Le processus technique de sédimentation : là où le temps semble s'arrêter
Autant le dire clairement, voir les algues mourir ne signifie pas qu'elles ont disparu. Quand les parois cellulaires éclatent, elles libèrent leur contenu organique dans la colonne d'eau. C'est la phase de dégradation aérobie. Durant cette période, qui dure de 5 à 12 jours après le pic du bloom, les bactéries décomposent la matière en consommant l'oxygène disponible. C'est le moment critique où l'on observe souvent des mortalités de poissons. Si vous voyez des poissons piper à la surface, c'est que la disparition des algues est en cours, mais qu'elle se fait au détriment de la vie. Honnêtement, c'est flou pour beaucoup de gestionnaires de domaines, mais la phase de disparition "invisible" est souvent deux fois plus longue que la phase visible.

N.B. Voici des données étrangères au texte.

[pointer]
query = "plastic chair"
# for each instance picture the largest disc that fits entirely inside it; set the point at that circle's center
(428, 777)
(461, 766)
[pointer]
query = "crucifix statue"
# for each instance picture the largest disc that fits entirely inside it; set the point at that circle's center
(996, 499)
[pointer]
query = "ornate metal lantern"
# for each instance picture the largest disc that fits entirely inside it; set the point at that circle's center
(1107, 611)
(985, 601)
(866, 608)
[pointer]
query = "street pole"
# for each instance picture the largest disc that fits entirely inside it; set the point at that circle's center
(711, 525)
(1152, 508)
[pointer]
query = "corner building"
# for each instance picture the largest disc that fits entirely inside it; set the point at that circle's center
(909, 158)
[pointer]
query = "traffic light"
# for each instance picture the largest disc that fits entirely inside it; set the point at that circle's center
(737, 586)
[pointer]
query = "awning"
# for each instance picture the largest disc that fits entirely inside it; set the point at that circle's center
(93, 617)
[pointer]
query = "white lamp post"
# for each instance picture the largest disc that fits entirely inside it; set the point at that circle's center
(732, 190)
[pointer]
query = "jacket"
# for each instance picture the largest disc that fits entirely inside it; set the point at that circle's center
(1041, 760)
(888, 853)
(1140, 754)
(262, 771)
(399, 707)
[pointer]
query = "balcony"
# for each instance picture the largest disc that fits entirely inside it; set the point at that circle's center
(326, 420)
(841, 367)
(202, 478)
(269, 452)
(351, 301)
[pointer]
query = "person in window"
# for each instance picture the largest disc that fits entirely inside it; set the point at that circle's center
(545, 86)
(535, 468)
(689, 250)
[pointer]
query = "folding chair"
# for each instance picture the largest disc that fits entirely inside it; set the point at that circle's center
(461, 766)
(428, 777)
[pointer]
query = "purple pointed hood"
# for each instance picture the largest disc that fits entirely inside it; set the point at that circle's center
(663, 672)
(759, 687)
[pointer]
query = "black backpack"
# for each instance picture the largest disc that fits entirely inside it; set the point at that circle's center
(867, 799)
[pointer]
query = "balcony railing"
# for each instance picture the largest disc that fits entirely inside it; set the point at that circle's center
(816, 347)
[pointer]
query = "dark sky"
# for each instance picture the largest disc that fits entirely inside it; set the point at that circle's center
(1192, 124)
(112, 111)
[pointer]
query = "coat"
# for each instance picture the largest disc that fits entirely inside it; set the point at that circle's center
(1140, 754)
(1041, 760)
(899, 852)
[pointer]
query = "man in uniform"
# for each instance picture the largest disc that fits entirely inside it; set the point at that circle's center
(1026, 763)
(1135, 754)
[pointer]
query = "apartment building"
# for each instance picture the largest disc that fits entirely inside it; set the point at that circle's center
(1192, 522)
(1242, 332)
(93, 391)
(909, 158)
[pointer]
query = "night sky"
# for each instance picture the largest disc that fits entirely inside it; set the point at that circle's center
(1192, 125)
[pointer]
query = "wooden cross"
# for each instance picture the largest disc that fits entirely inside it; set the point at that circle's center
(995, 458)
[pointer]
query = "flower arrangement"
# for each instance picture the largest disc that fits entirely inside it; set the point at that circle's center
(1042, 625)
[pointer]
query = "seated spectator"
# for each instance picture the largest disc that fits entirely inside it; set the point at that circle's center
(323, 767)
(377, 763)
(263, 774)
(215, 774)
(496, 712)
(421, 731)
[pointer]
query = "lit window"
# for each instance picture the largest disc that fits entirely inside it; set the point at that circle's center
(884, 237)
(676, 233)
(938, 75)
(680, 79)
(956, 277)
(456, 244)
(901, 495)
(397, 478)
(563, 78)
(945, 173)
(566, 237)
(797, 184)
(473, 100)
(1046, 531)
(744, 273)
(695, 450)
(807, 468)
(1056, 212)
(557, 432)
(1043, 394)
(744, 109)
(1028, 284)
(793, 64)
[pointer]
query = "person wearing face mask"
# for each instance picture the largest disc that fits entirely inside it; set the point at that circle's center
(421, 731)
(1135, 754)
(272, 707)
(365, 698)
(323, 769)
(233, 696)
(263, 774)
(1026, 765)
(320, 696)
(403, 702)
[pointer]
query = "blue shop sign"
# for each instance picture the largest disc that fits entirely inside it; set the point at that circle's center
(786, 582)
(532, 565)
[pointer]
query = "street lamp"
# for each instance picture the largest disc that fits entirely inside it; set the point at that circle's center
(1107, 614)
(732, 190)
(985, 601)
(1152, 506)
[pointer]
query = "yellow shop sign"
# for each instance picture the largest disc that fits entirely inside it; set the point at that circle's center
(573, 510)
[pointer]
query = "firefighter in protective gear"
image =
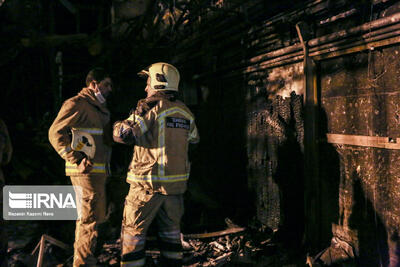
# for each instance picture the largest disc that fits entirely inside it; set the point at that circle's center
(160, 129)
(86, 112)
(5, 157)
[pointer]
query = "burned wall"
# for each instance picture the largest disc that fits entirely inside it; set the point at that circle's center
(360, 96)
(275, 134)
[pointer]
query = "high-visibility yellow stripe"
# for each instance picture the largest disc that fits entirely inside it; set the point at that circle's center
(63, 151)
(73, 168)
(193, 134)
(140, 121)
(161, 179)
(95, 131)
(161, 134)
(172, 255)
(142, 124)
(135, 263)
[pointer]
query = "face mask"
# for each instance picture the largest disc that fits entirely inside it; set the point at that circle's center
(100, 97)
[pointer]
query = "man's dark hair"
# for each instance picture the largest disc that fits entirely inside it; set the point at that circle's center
(96, 74)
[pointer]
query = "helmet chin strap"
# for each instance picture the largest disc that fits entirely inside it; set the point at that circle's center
(99, 96)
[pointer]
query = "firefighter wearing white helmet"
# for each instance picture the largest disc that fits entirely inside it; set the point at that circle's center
(161, 129)
(163, 77)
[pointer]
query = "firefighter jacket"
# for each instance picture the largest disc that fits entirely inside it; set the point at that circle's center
(5, 149)
(85, 113)
(161, 129)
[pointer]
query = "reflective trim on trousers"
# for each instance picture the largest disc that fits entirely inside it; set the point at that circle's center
(155, 178)
(172, 255)
(170, 235)
(135, 241)
(73, 168)
(134, 263)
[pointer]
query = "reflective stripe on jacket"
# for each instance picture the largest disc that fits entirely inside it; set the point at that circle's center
(161, 134)
(85, 113)
(5, 149)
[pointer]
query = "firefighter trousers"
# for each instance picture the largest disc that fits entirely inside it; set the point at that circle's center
(91, 212)
(141, 208)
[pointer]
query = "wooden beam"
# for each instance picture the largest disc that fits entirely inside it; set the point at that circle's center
(312, 183)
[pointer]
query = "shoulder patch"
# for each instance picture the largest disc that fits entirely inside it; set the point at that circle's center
(177, 123)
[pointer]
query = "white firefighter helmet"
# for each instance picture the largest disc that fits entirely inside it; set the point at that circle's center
(83, 141)
(163, 76)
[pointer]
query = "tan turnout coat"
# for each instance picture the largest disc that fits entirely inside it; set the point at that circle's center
(82, 112)
(161, 130)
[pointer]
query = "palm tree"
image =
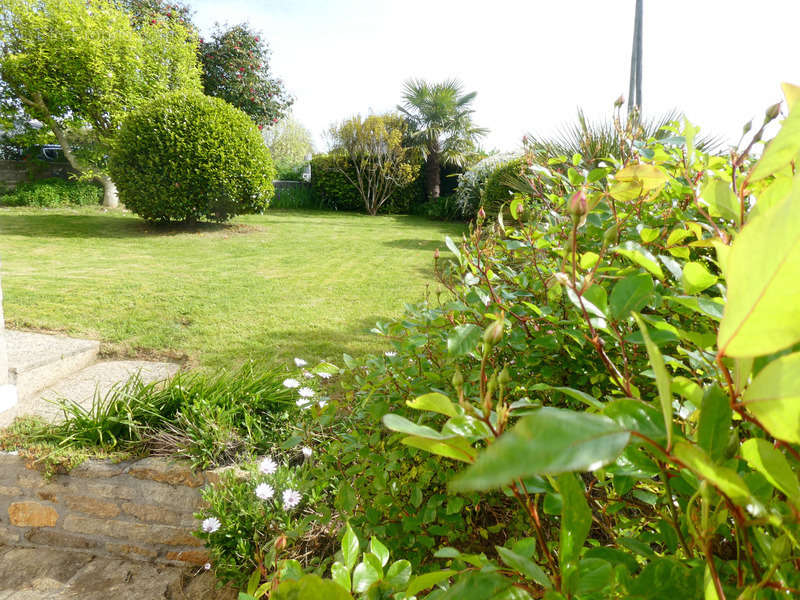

La minéralisation, cette étape finale de plusieurs semaines
Une fois tombées au fond, les restes d'algues deviennent de la vase. Ce processus de minéralisation peut prendre de 20 à 40 jours selon l'activité microbienne du sol. C'est ici que la notion de charge interne entre en jeu. Si l'eau n'est pas renouvelée, les nutriments libérés par la mort de la première génération d'algues serviront de buffet à la seconde. Bref, sans intervention ou changement climatique majeur, on peut se retrouver dans un cycle sans fin où l'on a l'impression que la prolifération ne s'arrête jamais, alors qu'on assiste à une succession de mini-cycles ultra-rapides. (Il arrive même que des lacs canadiens restent verts sous la glace, prouvant que la persistance peut défier toute logique saisonnière).
Comparaison entre eaux closes et cours d'eau : deux mondes, deux vitesses
Le temps de résidence de l'eau change la donne de façon radicale. Dans une rivière à fort débit, une prolifération d'algues peut être évacuée mécaniquement en moins de 48 heures après une crue. Or, dans une piscine ou un étang de jardin, sans système de filtration adéquat, le temps de disparition naturelle peut dépasser les 30 jours, simplement par manque de renouvellement. On ne lutte pas contre les mêmes forces physiques. Là où le courant arrache les filaments, l'eau stagnante les berce. La différence de durée de vie d'une prolifération entre ces deux milieux peut varier d'un facteur 10, ce qui explique pourquoi les traitements chimiques sont si fréquents dans les eaux dormantes.
Pourquoi les traitements algicides ne sont pas toujours le raccourci espéré ?
L'utilisation de sulfate de cuivre ou d'autres oxydants promet une eau claire en 24 à 48 heures. C'est une victoire de courte durée. En tuant massivement les algues d'un coup, on libère une quantité colossale de toxines et de nutriments. Car oui, les cyanobactéries, en mourant, lâchent des microcystines qui restent actives dans l'eau pendant encore 21 jours après le traitement. On se retrouve avec une eau visuellement propre, mais chimiquement dangereuse. D'où la question : vaut-il mieux attendre 15 jours que la nature s'équilibre ou forcer le destin en 2 jours et risquer de condamner le reste de l'écosystème ? Ça divise les spécialistes, mais la tendance actuelle penche vers la patience et la biomanipulation plutôt que vers la méthode forte.